Aydın kimi zaman topluma tepeden bakan, toplumu “adam etmeye” çalışan Kemalizm gibi tepeden inmeci, halktan kopuk, zorba görülürken buna yatkın şekilde “ilerici” kesimleri örgütleyerek darbe ile Batıcı modernleşmeyi zoraki tamamlama girişiminin öncüleri halinde de şekillendi. Proleterin olmadığı bir Türkiye’de aydın Doğan Avcıoğlu ve Yön hareketi örneğinde olduğu gibi asker, memur sınıfları organizeye kalkışan önder niteliğindedir. Oğuz Atay günlüklerinde Türk aydınının ülkeye yabancılaştığını, halkı sevmediği için kendini bu topraklarda misafir hissettiğini belirtir. Genel Kemalist-modernleştirmeci bakış halkı sürü kendini çoban görür. Aydın bu açıdan her durumda iktidar denkleminin içinde, bir ideolojiyi, programı uygulayan aktivist görünümündedir. Elbette bu hususiyetler de ister istemez halk ile aranın açılmasını, belirgin bir elitizmi doğurur. 

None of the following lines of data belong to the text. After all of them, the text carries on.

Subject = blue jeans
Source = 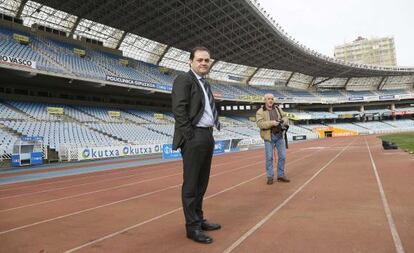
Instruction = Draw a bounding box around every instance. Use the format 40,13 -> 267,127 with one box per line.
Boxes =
265,133 -> 286,177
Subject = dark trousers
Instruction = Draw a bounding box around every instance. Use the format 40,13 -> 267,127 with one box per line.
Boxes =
181,127 -> 214,231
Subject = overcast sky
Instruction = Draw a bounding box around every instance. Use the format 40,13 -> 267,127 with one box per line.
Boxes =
257,0 -> 414,67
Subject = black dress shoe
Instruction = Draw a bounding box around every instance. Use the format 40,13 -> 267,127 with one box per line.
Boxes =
266,177 -> 273,184
201,221 -> 221,231
187,229 -> 213,244
277,177 -> 290,183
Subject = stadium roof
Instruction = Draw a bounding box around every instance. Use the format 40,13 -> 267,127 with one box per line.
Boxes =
0,0 -> 414,85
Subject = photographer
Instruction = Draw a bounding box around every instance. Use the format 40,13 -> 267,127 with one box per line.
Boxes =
256,93 -> 290,185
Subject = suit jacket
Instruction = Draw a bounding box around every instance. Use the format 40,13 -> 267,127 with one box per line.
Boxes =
171,70 -> 206,150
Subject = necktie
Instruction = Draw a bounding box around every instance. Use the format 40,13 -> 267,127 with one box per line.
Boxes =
200,78 -> 220,131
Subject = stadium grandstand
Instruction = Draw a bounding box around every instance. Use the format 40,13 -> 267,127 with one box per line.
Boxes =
0,0 -> 414,166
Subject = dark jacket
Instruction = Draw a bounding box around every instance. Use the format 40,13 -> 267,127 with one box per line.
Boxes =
171,70 -> 205,150
256,104 -> 289,141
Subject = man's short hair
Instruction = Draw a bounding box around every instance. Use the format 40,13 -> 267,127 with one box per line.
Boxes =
190,46 -> 210,60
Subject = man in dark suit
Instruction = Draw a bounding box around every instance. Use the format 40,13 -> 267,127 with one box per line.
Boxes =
172,47 -> 221,243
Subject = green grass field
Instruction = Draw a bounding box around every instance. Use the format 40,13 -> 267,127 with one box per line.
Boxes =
379,132 -> 414,152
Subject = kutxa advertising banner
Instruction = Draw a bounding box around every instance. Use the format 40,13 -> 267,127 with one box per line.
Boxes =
78,144 -> 162,160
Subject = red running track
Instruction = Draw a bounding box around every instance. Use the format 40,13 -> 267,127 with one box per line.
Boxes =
0,136 -> 414,253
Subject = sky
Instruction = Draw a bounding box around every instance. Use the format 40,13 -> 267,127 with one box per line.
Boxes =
257,0 -> 414,67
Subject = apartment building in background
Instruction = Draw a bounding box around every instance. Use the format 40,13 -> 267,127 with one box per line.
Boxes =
334,37 -> 397,66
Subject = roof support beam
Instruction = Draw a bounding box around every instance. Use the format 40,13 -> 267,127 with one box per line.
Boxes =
16,0 -> 28,18
308,76 -> 316,89
246,68 -> 260,85
377,76 -> 388,90
115,31 -> 127,49
285,72 -> 295,87
69,17 -> 81,38
344,77 -> 351,90
157,45 -> 171,65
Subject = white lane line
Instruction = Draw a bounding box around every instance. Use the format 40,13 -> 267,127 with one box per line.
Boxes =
223,141 -> 355,253
0,161 -> 262,235
64,145 -> 330,253
364,137 -> 405,253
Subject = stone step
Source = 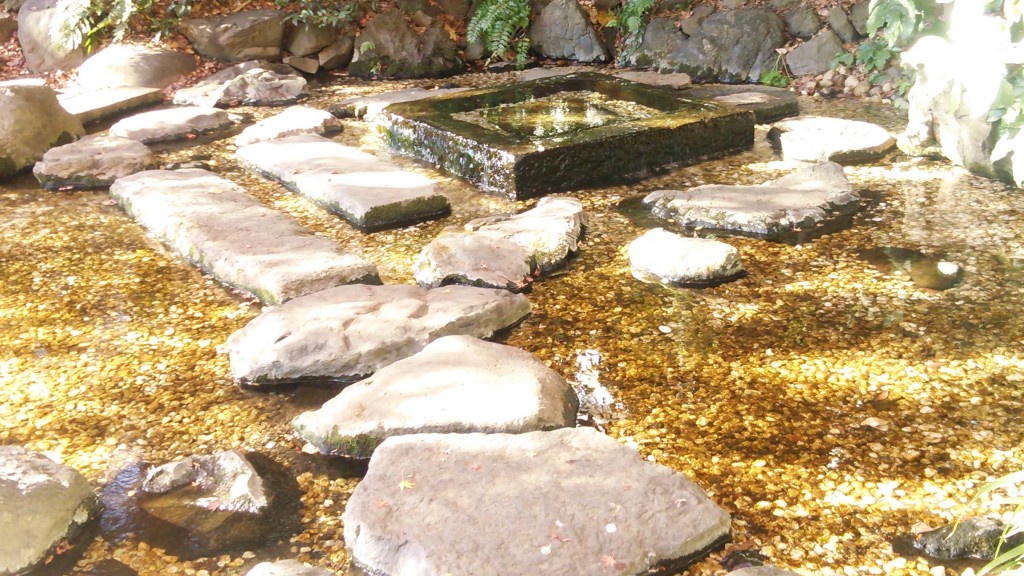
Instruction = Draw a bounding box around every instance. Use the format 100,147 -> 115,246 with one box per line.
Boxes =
111,169 -> 380,303
292,336 -> 580,458
227,285 -> 530,385
238,135 -> 451,232
342,428 -> 730,576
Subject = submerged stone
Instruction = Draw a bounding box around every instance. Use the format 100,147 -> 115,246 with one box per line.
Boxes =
381,73 -> 754,199
238,135 -> 451,232
227,285 -> 530,385
111,169 -> 379,303
414,198 -> 587,291
343,428 -> 729,576
292,336 -> 580,458
0,446 -> 99,575
643,162 -> 860,240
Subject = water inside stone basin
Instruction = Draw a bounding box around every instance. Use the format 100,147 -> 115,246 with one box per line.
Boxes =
0,71 -> 1024,576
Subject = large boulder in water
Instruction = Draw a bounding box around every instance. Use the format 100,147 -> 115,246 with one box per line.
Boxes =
348,10 -> 466,78
0,446 -> 99,575
0,82 -> 85,178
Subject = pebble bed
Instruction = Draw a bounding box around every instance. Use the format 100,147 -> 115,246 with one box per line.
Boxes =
0,75 -> 1024,576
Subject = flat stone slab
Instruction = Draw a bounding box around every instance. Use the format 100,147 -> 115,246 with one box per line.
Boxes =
33,134 -> 155,190
292,336 -> 580,458
110,106 -> 234,143
174,60 -> 307,108
683,84 -> 800,124
643,162 -> 860,240
629,229 -> 743,285
343,428 -> 730,576
238,135 -> 451,232
0,446 -> 99,574
57,86 -> 164,124
414,198 -> 587,291
111,169 -> 380,303
768,116 -> 896,164
329,88 -> 469,122
227,285 -> 530,385
234,106 -> 342,147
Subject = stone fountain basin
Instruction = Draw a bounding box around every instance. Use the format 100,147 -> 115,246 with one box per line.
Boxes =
380,73 -> 754,200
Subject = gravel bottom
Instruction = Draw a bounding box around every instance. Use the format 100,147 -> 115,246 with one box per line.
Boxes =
0,76 -> 1024,576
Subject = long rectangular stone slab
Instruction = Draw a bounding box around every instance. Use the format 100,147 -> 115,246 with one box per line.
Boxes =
111,169 -> 380,303
238,135 -> 451,232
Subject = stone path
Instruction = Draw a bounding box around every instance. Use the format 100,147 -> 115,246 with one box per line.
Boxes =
343,428 -> 730,576
238,135 -> 451,232
292,336 -> 580,458
111,169 -> 379,303
414,198 -> 587,291
227,285 -> 530,385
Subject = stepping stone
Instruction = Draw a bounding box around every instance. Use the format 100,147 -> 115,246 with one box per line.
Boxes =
234,106 -> 342,147
414,197 -> 587,291
174,60 -> 306,108
329,88 -> 469,122
111,169 -> 380,303
682,84 -> 800,124
33,134 -> 154,190
58,86 -> 164,124
343,428 -> 730,576
110,106 -> 234,143
643,162 -> 860,240
0,446 -> 99,574
292,336 -> 580,458
629,228 -> 743,285
227,285 -> 529,385
768,116 -> 896,164
238,135 -> 452,232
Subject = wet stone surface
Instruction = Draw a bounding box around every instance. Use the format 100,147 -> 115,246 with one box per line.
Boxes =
0,69 -> 1024,576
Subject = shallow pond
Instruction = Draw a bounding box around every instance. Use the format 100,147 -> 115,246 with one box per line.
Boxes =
0,76 -> 1024,576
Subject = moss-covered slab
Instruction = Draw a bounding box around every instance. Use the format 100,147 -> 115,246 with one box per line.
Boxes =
238,135 -> 451,232
381,73 -> 754,199
111,169 -> 380,303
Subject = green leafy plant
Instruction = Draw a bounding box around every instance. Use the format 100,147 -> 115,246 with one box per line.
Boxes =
466,0 -> 530,69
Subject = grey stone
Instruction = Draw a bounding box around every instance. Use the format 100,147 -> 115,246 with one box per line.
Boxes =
785,30 -> 843,76
234,106 -> 342,147
111,169 -> 379,303
76,44 -> 196,91
658,8 -> 783,83
238,135 -> 451,231
57,86 -> 164,124
17,0 -> 85,74
316,34 -> 355,70
0,446 -> 99,574
292,336 -> 580,458
348,10 -> 466,78
285,24 -> 338,56
246,560 -> 334,576
413,197 -> 587,291
628,228 -> 743,285
33,134 -> 154,190
343,428 -> 729,576
330,88 -> 469,122
181,10 -> 285,61
529,0 -> 608,63
768,116 -> 896,164
782,6 -> 821,40
828,6 -> 858,43
227,285 -> 530,385
643,162 -> 860,239
0,82 -> 85,178
110,106 -> 233,143
174,60 -> 306,107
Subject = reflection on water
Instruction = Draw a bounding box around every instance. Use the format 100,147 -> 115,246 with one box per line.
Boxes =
0,72 -> 1024,576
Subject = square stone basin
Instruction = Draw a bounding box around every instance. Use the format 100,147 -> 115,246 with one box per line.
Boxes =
381,73 -> 754,199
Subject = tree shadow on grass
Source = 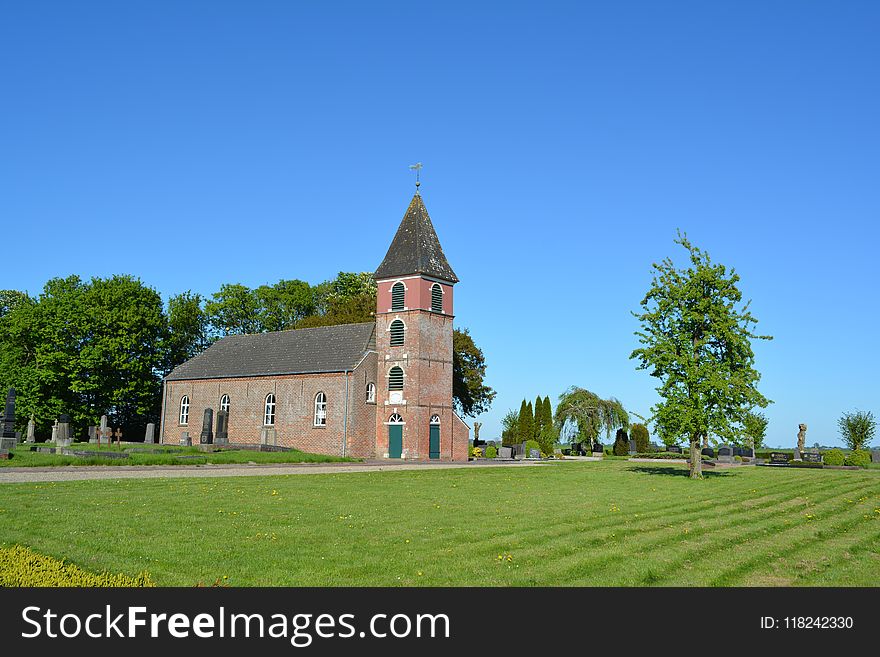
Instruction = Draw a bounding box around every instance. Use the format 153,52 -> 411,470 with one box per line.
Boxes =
627,464 -> 733,479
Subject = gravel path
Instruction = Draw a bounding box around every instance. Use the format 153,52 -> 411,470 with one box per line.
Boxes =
0,461 -> 545,484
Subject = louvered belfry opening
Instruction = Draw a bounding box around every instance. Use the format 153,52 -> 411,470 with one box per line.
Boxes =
388,367 -> 403,390
431,283 -> 443,313
391,281 -> 406,310
390,319 -> 405,347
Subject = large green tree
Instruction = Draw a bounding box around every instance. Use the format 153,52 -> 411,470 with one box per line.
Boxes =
164,290 -> 211,373
630,233 -> 770,479
0,276 -> 168,435
452,329 -> 495,417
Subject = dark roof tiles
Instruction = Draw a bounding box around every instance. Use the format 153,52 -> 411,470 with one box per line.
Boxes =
376,193 -> 458,283
165,322 -> 376,381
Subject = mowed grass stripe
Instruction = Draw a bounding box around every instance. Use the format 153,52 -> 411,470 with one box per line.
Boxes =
712,492 -> 880,586
640,485 -> 870,585
430,464 -> 837,551
528,476 -> 872,585
508,474 -> 860,577
0,462 -> 880,586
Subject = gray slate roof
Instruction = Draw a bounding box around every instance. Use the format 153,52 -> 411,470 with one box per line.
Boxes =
165,322 -> 376,381
376,192 -> 458,283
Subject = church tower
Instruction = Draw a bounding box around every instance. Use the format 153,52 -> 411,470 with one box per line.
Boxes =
375,191 -> 468,460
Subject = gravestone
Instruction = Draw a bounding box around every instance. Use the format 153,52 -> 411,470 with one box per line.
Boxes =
260,427 -> 277,445
214,411 -> 229,445
199,408 -> 214,445
55,413 -> 70,448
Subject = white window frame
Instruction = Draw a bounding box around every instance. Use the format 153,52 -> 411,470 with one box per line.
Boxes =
314,392 -> 327,427
178,395 -> 189,426
263,392 -> 278,427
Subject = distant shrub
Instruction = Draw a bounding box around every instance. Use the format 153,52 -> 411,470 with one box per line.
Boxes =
0,545 -> 156,587
843,449 -> 871,468
822,448 -> 846,465
629,424 -> 650,453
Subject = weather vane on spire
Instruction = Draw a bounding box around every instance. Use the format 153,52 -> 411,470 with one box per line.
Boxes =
409,162 -> 422,194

Aydın kendini elit görür. Cari medeniyetin yani Avrupa kültürünün fevkinde olduğundan, onu uyguladığından seçkindir. Avrupa merkezci düşüncenin seçkini… zira bu toprakların genel İslami kültürünü bilen ve yaşayanlar da kendini “seçkin” görür çünkü. Bir taraf modernleşmenin taşıyıcılığını yaptığı öte taraf bu toprakların kültürünü, ruhunu ve Nomosu’nu savunduğu için aydın ve elittir.

 

Ulemanın Gidişi Aydının Doğuşu

Dünya sistemini elinde tutan Batı medeniyetinin değerlerini Müslüman millete yedirmeye çalışanlar askeri-bürokrasiyi-eğitimi ve aydınları sürekli kontrol altında tuttular. Tepeden modernleşme bilhassa Kerim Devlet pratiğindeki İmparatorluk ve Cumhuriyet Türkiyesi için en geçerli metoddu. Kemalizm bunu her anlamda ve alanda uygulamaya geçirdi. Alaturka musikinin yayın organlarında icrasının yasaklanmasından klasik İmparatorluk eğitiminin, yazının ortadan kaldırılmasına, matbuatın düzenlenmesine dek geniş çaplı bir program aydınların eli ve aracılığıyla da sağlandı. 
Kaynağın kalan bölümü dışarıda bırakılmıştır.